The proportion of Canadian workers belonging to labour unions declined considerably since the 1980s, but has remained stable since the late 1990s, at slightly less than one-third of the work force. In 2012, the rate of unionization went up slightly, to 31.5 per cent from 31.2 per cent the year before. Part-time jobs have been cited as the source of recent unionized job gains.

"Retail and service is a huge chunk of our economy and they're not the sort of short-term, high-turnover type jobs that they were for the past 40 years," Karen Foster, a fellow at Saint Mary's University who has studied youth employment trends.

"There was a time when you could be a shoe salesman and support a family on that income and you had that level of security -- so it's not an entirely new idea to make these jobs 'good jobs'. But it is new compared to the past 40 years or so."

Virtually any occupation can be unionized, so long as the workers do not have any managerial powers, said Kevin Shimmin, a national representative of private sector union UFCW Canada, which represents workers in places such as H & M, The Bay, Future Shop, Loblaw and Sobeys.

"I think the retail sector is where cutting edge and innovative organizing will happen for many years to come. It is a sector dominated by precarious, part-time jobs, with little or no security, low pay and often not enough hours.
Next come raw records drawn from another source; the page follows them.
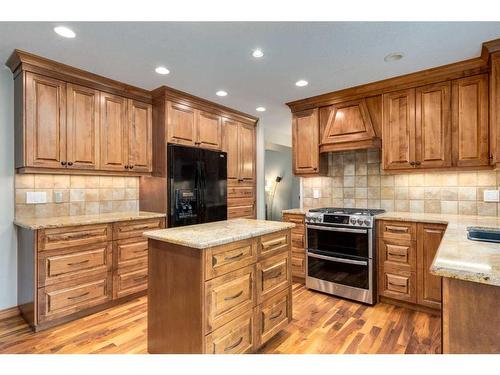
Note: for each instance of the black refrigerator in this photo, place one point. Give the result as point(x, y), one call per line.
point(197, 185)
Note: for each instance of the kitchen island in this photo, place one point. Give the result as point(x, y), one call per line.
point(222, 287)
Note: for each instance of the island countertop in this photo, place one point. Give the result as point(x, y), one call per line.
point(458, 257)
point(202, 236)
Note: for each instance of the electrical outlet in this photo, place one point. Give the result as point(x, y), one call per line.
point(491, 196)
point(34, 197)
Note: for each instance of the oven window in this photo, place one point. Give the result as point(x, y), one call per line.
point(338, 243)
point(336, 272)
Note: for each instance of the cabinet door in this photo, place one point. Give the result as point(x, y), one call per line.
point(45, 122)
point(140, 143)
point(428, 285)
point(114, 124)
point(398, 135)
point(209, 130)
point(181, 121)
point(82, 127)
point(246, 138)
point(230, 146)
point(470, 121)
point(433, 126)
point(305, 139)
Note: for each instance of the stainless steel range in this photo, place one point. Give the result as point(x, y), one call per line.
point(341, 252)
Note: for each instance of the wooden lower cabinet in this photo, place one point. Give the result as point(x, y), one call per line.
point(81, 269)
point(405, 254)
point(196, 307)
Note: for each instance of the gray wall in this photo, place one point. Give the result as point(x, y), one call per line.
point(278, 162)
point(8, 245)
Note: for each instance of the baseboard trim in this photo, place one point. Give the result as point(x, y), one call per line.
point(9, 312)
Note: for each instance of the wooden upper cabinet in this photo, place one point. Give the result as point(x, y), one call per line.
point(45, 131)
point(246, 141)
point(209, 133)
point(433, 126)
point(140, 128)
point(181, 124)
point(305, 140)
point(114, 134)
point(82, 141)
point(398, 148)
point(470, 121)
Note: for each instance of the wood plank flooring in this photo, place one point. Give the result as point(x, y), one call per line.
point(321, 324)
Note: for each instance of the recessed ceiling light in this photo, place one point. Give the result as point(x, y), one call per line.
point(162, 70)
point(257, 53)
point(64, 31)
point(301, 83)
point(395, 56)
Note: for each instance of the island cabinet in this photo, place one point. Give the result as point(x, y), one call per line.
point(223, 299)
point(71, 121)
point(66, 272)
point(405, 254)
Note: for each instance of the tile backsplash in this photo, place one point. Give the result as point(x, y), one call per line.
point(81, 195)
point(355, 179)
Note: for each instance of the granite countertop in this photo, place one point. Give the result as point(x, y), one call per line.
point(458, 257)
point(66, 221)
point(203, 236)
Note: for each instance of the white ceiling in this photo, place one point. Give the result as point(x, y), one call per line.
point(206, 57)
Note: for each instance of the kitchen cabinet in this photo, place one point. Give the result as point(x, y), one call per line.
point(470, 121)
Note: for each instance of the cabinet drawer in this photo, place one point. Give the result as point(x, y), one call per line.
point(59, 300)
point(273, 315)
point(135, 228)
point(298, 265)
point(130, 282)
point(66, 265)
point(398, 252)
point(230, 257)
point(61, 238)
point(233, 338)
point(398, 230)
point(131, 252)
point(229, 296)
point(273, 275)
point(274, 243)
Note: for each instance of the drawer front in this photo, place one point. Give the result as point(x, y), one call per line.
point(57, 301)
point(131, 252)
point(229, 296)
point(274, 243)
point(230, 257)
point(398, 252)
point(273, 274)
point(62, 238)
point(273, 315)
point(135, 228)
point(235, 337)
point(66, 265)
point(298, 265)
point(130, 282)
point(240, 192)
point(398, 230)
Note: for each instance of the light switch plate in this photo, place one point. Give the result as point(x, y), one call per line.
point(34, 197)
point(491, 196)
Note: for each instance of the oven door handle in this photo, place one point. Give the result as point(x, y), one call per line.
point(340, 260)
point(331, 229)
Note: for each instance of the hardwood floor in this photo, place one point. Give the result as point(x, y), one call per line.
point(321, 324)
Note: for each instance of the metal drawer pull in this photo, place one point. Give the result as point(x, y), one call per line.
point(276, 315)
point(234, 345)
point(340, 260)
point(77, 263)
point(79, 296)
point(233, 297)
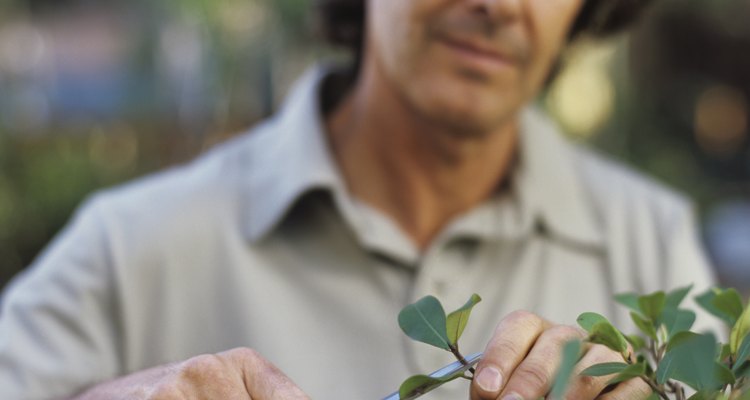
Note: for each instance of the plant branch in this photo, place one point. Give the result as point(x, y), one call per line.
point(658, 390)
point(461, 358)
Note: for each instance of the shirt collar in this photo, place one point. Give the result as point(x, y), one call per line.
point(290, 156)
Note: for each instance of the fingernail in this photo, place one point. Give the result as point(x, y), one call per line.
point(489, 379)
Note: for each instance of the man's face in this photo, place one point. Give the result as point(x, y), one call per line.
point(469, 65)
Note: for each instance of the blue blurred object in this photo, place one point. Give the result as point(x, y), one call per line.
point(728, 240)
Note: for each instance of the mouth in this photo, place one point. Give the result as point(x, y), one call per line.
point(477, 55)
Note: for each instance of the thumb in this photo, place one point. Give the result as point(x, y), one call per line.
point(263, 381)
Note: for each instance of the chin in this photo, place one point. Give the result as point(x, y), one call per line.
point(470, 119)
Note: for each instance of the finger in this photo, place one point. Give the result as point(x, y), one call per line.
point(512, 340)
point(634, 389)
point(534, 376)
point(263, 381)
point(588, 387)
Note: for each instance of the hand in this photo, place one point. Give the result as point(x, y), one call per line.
point(239, 374)
point(522, 357)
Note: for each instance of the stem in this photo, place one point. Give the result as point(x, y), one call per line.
point(460, 358)
point(655, 388)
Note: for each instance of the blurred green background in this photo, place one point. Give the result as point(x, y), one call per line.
point(93, 93)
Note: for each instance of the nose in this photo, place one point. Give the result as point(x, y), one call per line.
point(497, 10)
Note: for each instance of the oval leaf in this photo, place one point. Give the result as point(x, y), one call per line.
point(457, 320)
point(632, 371)
point(739, 331)
point(606, 334)
point(706, 301)
point(418, 385)
point(604, 369)
point(645, 325)
point(743, 353)
point(652, 305)
point(629, 300)
point(425, 321)
point(571, 354)
point(677, 321)
point(636, 342)
point(690, 358)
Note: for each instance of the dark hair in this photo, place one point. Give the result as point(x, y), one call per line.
point(342, 21)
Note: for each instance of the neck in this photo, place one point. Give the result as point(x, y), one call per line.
point(419, 173)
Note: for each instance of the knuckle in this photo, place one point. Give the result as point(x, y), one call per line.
point(563, 333)
point(504, 349)
point(520, 317)
point(166, 391)
point(533, 376)
point(246, 352)
point(196, 368)
point(588, 384)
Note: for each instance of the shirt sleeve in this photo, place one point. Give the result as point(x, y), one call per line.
point(58, 319)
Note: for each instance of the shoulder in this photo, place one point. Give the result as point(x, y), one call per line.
point(188, 201)
point(619, 191)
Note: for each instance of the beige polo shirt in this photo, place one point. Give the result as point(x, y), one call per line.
point(259, 244)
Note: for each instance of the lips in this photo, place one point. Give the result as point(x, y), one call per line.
point(478, 54)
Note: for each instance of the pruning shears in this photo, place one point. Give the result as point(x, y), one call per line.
point(450, 369)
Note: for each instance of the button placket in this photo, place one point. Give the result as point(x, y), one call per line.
point(440, 269)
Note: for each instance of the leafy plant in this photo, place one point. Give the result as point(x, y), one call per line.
point(666, 354)
point(425, 321)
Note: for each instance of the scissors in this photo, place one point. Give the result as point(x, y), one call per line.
point(449, 369)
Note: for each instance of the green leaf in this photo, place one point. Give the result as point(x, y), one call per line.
point(725, 351)
point(743, 353)
point(604, 369)
point(636, 342)
point(425, 321)
point(570, 355)
point(632, 371)
point(721, 308)
point(675, 297)
point(456, 321)
point(702, 395)
point(629, 300)
point(420, 384)
point(724, 374)
point(606, 334)
point(690, 358)
point(588, 320)
point(729, 301)
point(646, 326)
point(739, 331)
point(652, 305)
point(677, 321)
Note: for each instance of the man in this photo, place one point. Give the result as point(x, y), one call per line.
point(427, 174)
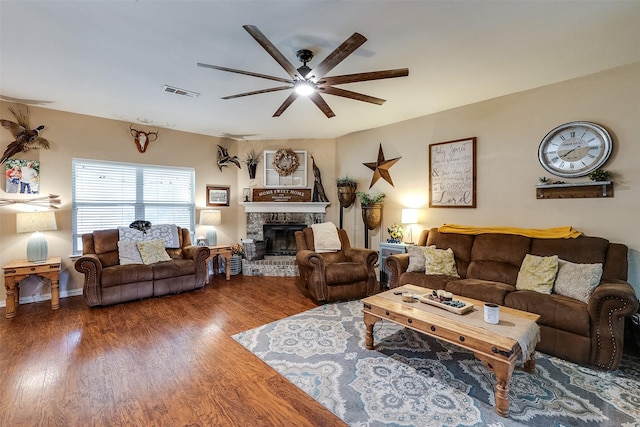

At the same time, the work force is young, highly educated and looking at organizing in creative ways," said Mr. Shimmin.

Claire Seaborn, president of the Canadian Intern Association, said she believes that a stigma of unionization is now being lifted by young workers across the country as they become frustrated with a job market that leaves them vulnerable or insecure, with part-time work.

"There's a power imbalance between precarious workers and employers – one that is a lot more stark than with full-time workers and for that reason precarious workers in many ways they need a union even more," said Ms. Seaborn.

At WestJet Airlines Ltd., the Calgary-based airline where the Canadian Union of Public Employees (CUPE) has said a handful of flight attendants are interested in unionization, the company has had what it calls a pro-active communication team (PACT) in place since 1999, said spokeswoman Brie Thorsteinson Ogle.

"It's a mutually engaging process that has been successful for 14 years, so we trust the process works. The fact that we have not had to rely on a third party speaks to our ability to collaborate, and it is our opinion that the interests of WestJet and WestJetters are best served by an internal, employee-elected association," said Ms. Ogle.

Ms. Butt believes that unionization is the key to raising the respect level of her industry. This summer she also helped organize another group of Toronto-area retail employees at a Sirens clothing store in Brampton, who in July became the latest to join UFCW Canada Local 175.

"Having Sirens on board with the union is a huge step," she said. "It shows that there can be young leaders and not all hope is lost because these are young girls in their twenties and they want to make a change in their workplace and that fear didn't stop them. They were able to take that step."